Distance: 19.8 miles. Elevation: 3044 ft
I might as well do a report now. I had prepared today for an epic 50-mile journey in the Gorge du Cian and it’s been scuppered 7 miles into the journey.
The ride to the gorge went well, along a main road that followed the rail that followed the river
As soon as I turned off the main road to go into the gorge I saw a sign which didn’t look promising,
… but I carried on anyway. The gorge is absolutely magnificent – almost impossible to capture on camera, the sheer scale of it.
A couple of k up the road I saw the road fenced off.
So I squeezed me and my bike through and carried on, hoping for the best. The great thing was that I had the road all to myself.
But I eventually came to where the workers were working
Just round the corner from that van was where they were working. I asked them politely whether I could go through, but there was no way. They said this section would be open at 5pm but there is still another blockage 10K up the road which is closed every hour of every day. They’re doing some sort of work securing the rocks – they all had hard hats but I noticed there was a little dog running around and he wasn’t wearing a hard hat – ha!. So I’ve cycled back to the fence and I’m really at a loss as to what to do now, as I’m all geared up for a massive ride yet I’ve only done 8 miles and it’s a beautiful cloudless hot sunny day, so I might try and do the rest of this route the other way round which could be interesting, or not. So I’m going to try that – that means cycling back past my van.
… LATER THAT DAY…
Since the last report, I went back to the van and quickly designed a new route through the hills north of Puget-Théniers, and set off afresh.
There’s a mini gorge coming out of Puget-Théniers,
and now I’m on a twisty road climbing up into the hills with predominantly woods around.

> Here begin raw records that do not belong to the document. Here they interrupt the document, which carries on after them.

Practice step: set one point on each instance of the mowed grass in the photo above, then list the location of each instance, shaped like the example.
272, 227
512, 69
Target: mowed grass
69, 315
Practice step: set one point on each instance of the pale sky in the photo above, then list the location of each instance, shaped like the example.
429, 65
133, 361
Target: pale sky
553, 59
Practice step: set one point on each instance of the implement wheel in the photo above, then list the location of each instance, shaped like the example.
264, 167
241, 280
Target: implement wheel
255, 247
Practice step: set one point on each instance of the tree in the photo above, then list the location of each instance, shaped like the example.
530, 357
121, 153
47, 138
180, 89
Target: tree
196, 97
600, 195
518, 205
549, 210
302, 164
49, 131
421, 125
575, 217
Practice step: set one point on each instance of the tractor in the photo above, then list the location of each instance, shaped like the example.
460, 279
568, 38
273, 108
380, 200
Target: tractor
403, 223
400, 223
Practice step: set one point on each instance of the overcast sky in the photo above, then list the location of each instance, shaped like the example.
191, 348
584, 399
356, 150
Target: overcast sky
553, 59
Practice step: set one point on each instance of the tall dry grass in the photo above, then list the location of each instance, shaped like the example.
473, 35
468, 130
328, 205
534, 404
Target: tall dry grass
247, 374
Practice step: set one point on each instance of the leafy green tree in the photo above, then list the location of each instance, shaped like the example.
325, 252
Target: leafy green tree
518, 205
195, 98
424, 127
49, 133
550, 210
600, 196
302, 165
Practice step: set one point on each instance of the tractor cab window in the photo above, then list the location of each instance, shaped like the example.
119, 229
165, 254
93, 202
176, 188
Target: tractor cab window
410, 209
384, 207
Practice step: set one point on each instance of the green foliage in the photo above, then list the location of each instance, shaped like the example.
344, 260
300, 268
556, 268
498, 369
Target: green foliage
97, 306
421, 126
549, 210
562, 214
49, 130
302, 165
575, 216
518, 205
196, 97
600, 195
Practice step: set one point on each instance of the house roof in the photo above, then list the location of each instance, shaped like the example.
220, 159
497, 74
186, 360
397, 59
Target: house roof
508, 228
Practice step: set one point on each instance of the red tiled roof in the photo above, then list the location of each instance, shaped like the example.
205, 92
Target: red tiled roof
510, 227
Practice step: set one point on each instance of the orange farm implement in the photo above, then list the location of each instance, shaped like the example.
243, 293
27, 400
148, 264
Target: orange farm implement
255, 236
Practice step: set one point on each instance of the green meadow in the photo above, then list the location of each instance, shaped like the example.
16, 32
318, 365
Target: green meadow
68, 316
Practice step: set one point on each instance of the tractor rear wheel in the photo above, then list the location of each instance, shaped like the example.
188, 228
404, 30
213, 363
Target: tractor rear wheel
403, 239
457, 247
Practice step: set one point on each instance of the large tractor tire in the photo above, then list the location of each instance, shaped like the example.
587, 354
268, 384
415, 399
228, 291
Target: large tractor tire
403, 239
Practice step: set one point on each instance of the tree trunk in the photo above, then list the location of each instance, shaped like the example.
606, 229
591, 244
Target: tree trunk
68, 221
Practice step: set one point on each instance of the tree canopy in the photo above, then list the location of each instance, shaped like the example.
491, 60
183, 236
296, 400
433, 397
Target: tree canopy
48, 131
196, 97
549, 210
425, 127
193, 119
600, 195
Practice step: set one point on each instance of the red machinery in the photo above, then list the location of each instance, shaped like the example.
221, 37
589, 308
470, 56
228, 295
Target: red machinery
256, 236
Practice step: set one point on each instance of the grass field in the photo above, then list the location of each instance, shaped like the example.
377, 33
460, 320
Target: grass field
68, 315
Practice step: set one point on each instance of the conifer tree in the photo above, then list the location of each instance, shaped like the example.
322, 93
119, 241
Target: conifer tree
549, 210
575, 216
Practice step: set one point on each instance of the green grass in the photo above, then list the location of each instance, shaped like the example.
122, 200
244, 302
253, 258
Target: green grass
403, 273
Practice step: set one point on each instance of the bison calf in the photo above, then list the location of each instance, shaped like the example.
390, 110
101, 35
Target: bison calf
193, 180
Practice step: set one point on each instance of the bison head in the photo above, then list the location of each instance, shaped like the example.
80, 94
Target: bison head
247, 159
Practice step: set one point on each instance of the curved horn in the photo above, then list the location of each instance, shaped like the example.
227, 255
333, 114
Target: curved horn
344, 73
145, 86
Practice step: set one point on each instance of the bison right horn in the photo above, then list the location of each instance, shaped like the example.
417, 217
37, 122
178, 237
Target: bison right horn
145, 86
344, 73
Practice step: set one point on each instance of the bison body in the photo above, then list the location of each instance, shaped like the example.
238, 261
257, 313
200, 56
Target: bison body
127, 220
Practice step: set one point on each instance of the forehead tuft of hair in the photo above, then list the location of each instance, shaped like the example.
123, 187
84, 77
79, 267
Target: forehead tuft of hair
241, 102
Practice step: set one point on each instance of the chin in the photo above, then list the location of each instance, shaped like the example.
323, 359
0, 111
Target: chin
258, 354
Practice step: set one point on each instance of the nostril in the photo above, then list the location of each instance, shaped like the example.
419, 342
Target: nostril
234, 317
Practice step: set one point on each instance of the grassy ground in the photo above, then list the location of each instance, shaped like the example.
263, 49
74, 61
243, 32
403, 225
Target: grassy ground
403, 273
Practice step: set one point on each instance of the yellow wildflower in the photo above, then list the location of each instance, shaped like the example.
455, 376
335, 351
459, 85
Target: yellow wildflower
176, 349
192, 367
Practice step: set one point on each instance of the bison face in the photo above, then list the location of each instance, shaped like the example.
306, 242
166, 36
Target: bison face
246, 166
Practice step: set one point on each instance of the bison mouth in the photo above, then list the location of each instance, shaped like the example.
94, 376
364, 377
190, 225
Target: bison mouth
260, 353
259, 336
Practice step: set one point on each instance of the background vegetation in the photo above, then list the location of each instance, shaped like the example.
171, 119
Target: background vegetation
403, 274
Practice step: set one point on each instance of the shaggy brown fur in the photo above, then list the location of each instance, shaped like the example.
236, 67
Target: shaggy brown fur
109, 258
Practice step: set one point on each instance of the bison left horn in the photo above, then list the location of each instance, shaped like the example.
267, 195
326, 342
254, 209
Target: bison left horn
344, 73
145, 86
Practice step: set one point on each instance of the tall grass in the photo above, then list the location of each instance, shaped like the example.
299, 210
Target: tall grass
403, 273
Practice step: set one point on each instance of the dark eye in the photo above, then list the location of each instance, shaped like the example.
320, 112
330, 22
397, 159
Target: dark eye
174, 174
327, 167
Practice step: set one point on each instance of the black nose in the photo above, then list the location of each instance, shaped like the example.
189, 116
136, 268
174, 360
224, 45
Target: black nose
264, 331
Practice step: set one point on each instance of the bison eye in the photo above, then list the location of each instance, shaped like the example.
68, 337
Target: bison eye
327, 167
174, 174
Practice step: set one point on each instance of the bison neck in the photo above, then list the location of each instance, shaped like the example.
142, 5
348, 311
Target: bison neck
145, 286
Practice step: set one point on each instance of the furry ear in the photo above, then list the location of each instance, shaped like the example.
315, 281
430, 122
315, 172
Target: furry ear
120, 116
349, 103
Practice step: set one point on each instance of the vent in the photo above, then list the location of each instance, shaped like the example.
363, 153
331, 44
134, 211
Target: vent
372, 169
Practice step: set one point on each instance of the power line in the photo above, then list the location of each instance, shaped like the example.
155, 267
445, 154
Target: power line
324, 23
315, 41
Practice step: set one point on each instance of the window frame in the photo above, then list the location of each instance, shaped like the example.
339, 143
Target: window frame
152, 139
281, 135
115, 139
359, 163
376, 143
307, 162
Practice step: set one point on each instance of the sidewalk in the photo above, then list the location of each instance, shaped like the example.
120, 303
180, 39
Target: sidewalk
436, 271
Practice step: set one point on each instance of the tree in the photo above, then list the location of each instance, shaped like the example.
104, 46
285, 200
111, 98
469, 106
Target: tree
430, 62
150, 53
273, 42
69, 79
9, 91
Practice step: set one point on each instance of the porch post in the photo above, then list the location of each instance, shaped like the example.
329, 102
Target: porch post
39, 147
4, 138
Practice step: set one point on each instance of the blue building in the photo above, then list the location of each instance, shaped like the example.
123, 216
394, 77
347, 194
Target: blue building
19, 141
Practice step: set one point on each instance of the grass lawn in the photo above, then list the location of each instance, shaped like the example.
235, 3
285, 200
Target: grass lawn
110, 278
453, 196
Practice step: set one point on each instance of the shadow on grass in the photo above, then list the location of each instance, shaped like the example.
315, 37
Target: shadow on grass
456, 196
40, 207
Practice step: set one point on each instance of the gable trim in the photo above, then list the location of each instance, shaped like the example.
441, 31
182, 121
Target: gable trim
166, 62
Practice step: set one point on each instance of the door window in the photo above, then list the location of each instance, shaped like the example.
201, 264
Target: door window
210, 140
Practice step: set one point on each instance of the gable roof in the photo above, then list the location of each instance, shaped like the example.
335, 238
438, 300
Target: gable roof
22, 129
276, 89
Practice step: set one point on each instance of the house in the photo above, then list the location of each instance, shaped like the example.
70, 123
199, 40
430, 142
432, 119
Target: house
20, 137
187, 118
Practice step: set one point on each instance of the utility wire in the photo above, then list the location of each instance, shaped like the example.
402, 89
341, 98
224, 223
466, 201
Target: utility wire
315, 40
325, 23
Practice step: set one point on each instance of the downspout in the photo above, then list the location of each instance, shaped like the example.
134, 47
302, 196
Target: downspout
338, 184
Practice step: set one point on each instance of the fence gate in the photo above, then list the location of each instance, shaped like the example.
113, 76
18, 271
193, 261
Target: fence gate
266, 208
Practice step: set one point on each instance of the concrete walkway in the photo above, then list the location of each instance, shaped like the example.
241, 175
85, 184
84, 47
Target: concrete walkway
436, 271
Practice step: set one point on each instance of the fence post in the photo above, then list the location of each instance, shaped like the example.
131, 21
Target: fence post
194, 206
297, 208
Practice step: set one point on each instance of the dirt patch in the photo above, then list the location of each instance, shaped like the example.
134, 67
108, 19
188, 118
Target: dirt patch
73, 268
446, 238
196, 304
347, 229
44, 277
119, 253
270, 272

I can hear a river down in the valley somewhere. It’s a totally perfect day, not a cloud in the sky and lovely and warm but not too ridiculous. For the last mile or so I’ve been exposed to the sun, on my neck, so I decided to stop in the shade and put my neck protector thing on.
SOME TIME LATER…
I’m doing this report from a picnic bench with about the best view in the world. It’s situated at the top of the long climb I’ve just done. The climb seemed to go on forever. Every time I thought it was going to end, it didn’t. At one point I saw a village looking thing over on an opposite cliff.
It looked interesting. It wasn’t actually on my route. Shortly after that, just as I came to the turn-off for that village, there was a picnic table where my planned route, to the left, unexpectedly became a gravelly, stony road that didn’t look good.
I went down it a short way but realised there’s no way I was going to risk going down to wherever that road went and maybe having to climb on the same surface further along, which would be impossible on a road bike. In fact I could see a bit of the road that looked extremely steep. I wouldn’t fancy going down that or up it.
I tried to ride back up the gravelly road but had zero traction so I couldn’t get going, so I walked back to the turn-off for the village (Auvare), where the picnic table was. I thought I may as well go and see what Auvare was like, wondering if the road went through it and beyond. So I rode towards it.
Well, the road didn’t go through it and beyond, it just petered out into some stairs and things near a beautiful smelling lavender bush.
The village was really quaint. Stuck up here in the middle of nowhere, it still had street lights, bus service, public toilet, recycling bins, etc, public notice board. I love it!
So decided to ride back to the picnic table and have my half a squished sandwich, just taking in the view and the ambience and the total peace.
I’ve resigned myself to just descending the whole of the 8 miles I’ve just climbed and leave it at that for today. Looks like everything I try today isn’t really working properly – it’s a shame because it is the most beautiful day.
Still, I’ve had a good bit of exercise and seen some amazing things – what more do I want!?